# Guns, snakes, drugs found at Rebels' homes



## News Bot (Jun 20, 2014)

FOUR men were arrested as Strike Force Raptor seized guns, snakes and drugs from members of the Rebels motorcycle gang.










*Published On:* 20-Jun-14 02:03 PM
*Source:* via NEWS.com.au

*Go to Original Article*


----------



## hayden123113 (Jun 20, 2014)

this will be great for our image.


----------



## whiteshadow (Jun 20, 2014)

I've read the article above. People who keep pythons legally have nothing to be concerned about. 

Anthony
aka White Shadow


----------



## rockethead (Jun 20, 2014)

it is no threat to licenced reptile keepers I agree 
But image has ???? marks
do some people start to think that keeping pythons ,mean that reptile keepers are drug dealers or outlaw mc club members or gang members 
I don't think so but you don't know what some people think about us reptile keepers when in the news everytime there is a bikie raid with a python they have to state there was pythons or snakes. they do not say if there is a reptile licence to keep these pythons.
there to busy attack the fact someone has a python and class them as drug dealing or gang members


----------



## dragonlover1 (Jun 20, 2014)

I agree ,the media like to beat up things like this,"ooh criminal has snakes,must be illegal"
don't bother checking facts ,might get in the way of a headline


----------



## bigg_bunny (Jun 21, 2014)

Bike club members with guns , drugs and snakes !! Wow , what a surprise. Never seen that before. Must be a slow news day.


----------



## Bluetongue1 (Jun 22, 2014)

The media are determined not to allow the image of keeping snakes as pets to become mainstream and be seen as normal. That is despite the fact that little kids (with parental help) right through to grannies keep pythons. Everday people from all walks of life are snake keepers. Yet the media would have non-keepers believe otherwise through association and innuendo, so they can sell 'news'. 
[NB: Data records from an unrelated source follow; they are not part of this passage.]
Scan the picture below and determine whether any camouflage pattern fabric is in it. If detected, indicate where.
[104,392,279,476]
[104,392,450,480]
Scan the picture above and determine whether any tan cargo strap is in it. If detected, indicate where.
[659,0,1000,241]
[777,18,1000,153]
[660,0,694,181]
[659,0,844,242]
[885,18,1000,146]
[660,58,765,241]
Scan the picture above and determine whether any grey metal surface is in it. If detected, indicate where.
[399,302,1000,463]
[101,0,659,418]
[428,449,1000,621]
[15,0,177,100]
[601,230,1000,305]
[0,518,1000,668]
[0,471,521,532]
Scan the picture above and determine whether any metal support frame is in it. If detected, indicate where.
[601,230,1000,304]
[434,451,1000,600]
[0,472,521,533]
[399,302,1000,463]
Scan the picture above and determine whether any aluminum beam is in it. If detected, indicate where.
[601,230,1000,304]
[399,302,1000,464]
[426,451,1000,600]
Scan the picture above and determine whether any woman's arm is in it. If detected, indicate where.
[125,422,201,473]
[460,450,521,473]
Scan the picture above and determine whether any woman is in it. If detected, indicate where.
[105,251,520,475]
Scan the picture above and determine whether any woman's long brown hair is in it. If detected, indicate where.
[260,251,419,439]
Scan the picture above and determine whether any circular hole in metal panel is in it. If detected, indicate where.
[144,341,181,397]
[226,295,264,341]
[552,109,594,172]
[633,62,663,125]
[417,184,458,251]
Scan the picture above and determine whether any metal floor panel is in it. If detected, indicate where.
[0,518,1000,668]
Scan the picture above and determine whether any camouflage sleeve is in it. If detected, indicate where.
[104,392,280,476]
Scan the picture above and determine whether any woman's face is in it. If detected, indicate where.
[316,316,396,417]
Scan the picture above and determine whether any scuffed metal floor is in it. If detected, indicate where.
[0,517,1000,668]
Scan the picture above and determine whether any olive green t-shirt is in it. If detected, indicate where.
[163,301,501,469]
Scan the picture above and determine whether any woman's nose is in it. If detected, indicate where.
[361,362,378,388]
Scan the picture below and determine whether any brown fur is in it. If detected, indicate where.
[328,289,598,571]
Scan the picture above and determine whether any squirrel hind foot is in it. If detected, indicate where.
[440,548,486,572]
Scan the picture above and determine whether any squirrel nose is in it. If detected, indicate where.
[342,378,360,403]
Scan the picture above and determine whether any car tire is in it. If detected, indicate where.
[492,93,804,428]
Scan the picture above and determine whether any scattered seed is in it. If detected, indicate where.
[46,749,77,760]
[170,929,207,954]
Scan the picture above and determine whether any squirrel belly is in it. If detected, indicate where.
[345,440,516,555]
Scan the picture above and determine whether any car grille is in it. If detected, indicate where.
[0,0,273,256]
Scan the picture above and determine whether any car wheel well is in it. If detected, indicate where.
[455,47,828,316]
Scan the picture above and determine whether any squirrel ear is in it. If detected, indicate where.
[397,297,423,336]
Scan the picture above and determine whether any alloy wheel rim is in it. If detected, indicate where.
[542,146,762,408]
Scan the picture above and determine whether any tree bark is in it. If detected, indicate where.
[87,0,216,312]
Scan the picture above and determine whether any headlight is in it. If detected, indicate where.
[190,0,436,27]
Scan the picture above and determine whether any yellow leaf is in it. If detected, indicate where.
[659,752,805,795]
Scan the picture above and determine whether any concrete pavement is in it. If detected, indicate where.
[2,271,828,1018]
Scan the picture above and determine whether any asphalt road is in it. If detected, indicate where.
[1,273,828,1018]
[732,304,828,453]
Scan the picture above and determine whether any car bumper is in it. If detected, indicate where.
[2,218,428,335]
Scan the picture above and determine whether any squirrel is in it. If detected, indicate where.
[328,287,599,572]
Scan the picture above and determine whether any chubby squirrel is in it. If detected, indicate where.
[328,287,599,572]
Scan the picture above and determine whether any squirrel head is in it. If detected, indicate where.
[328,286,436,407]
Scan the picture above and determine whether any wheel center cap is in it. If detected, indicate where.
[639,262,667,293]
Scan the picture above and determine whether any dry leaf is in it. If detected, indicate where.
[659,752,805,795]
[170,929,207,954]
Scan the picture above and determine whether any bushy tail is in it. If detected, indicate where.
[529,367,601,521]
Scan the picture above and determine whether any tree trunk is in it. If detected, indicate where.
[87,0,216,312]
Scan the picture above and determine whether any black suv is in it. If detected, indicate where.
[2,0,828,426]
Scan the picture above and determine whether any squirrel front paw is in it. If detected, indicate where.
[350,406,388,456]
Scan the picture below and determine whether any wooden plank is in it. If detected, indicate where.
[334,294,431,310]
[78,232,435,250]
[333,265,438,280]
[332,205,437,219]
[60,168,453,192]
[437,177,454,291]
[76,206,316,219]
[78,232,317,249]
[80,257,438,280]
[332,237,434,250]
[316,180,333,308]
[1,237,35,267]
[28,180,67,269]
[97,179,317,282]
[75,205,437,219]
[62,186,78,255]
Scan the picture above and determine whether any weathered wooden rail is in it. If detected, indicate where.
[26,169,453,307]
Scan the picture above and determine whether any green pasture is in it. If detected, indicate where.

I'll gurantee some of the bikie houses busted had unregistered or unlicenced dogs, cats or birds. Why do we never see the headline "Police seize guns, parrots and drugs from bikie hangout"?

Blue


----------



## grizz (Jun 22, 2014)

I think we all are aware the illegal fauna trade is rife throughout Australia. The nature of the OMCs activities lends itself to this industry. From my experience, the negative undertones that we read about in forums and on FB groups, are not as extreme as some people imply. I would be conservative I think in saying around 7/10 people I have talked to about my collection or how to deal with unwanted visitors are generally excepting and often quite interested.
I have never been confused for a member of one of these OMCs simply because of my love of herpetofauna.


----------



## borntobnude (Jun 22, 2014)

there is NO mention of the Alpaca , , which was returned to its owner the same day . I think it would take longer to get a Snake back !!
( even if it was chipped )


----------



## -Peter (Jun 22, 2014)

hayden123113 said:


> this will be great for our image.



Are you a drug user or dealer?


----------



## hulloosenator (Jun 22, 2014)

dragonlover1 said:


> I agree ,the media like to beat up things like this,"ooh criminal has snakes,must be illegal"
> don't bother checking facts ,might get in the way of a headline



surely you dont think the media ever check facts ???? stories like this are always done by someone who is against what he/she is writing about. you dont see a liberal supporter bagging Abbott , do you ???
And do you all know why Bikie gangs keep snakes .... and what sort of snakes they keep ???? there is a reason.


----------



## Lawra (Jun 22, 2014)

hulloosenator said:


> And do you all know why Bikie gangs keep snakes .... and what sort of snakes they keep ???? there is a reason.



I'm intrigued... Please tell me! 

Sent from my GT-I9300 using Tapatalk


----------



## moosenoose (Jun 22, 2014)

I'm sure they'll blame the illegal guns on legal gun owners though. Gotta blame someone for societies dregs


----------



## ThePup (Jun 23, 2014)

Yep, it'll look far worse and have a far bigger impact on firearms owners than reptile owners! Doncha know we're all just mass murdurers and bikies in the making?


----------



## ronhalling (Jun 23, 2014)

I had a lot to do with different motorcycle groups back in the early 80's and 90's transporting performance bike parts around OZ for them on the cheap and the 1 thing they all had in common was Snakes and Scorpions, so i don't think the image of regular collectors and fanciers is going to suffer from these arrests, if anything it might show all us licensed people in a more responsible light.  ..............................................Ron


----------



## zulu (Jun 23, 2014)

hulloosenator said:


> surely you dont think the media ever check facts ???? stories like this are always done by someone who is against what he/she is writing about. you dont see a liberal supporter bagging Abbott , do you ???
> And do you all know why Bikie gangs keep snakes .... and what sort of snakes they keep ???? there is a reason.


Please tell us master ,give us a sign !


----------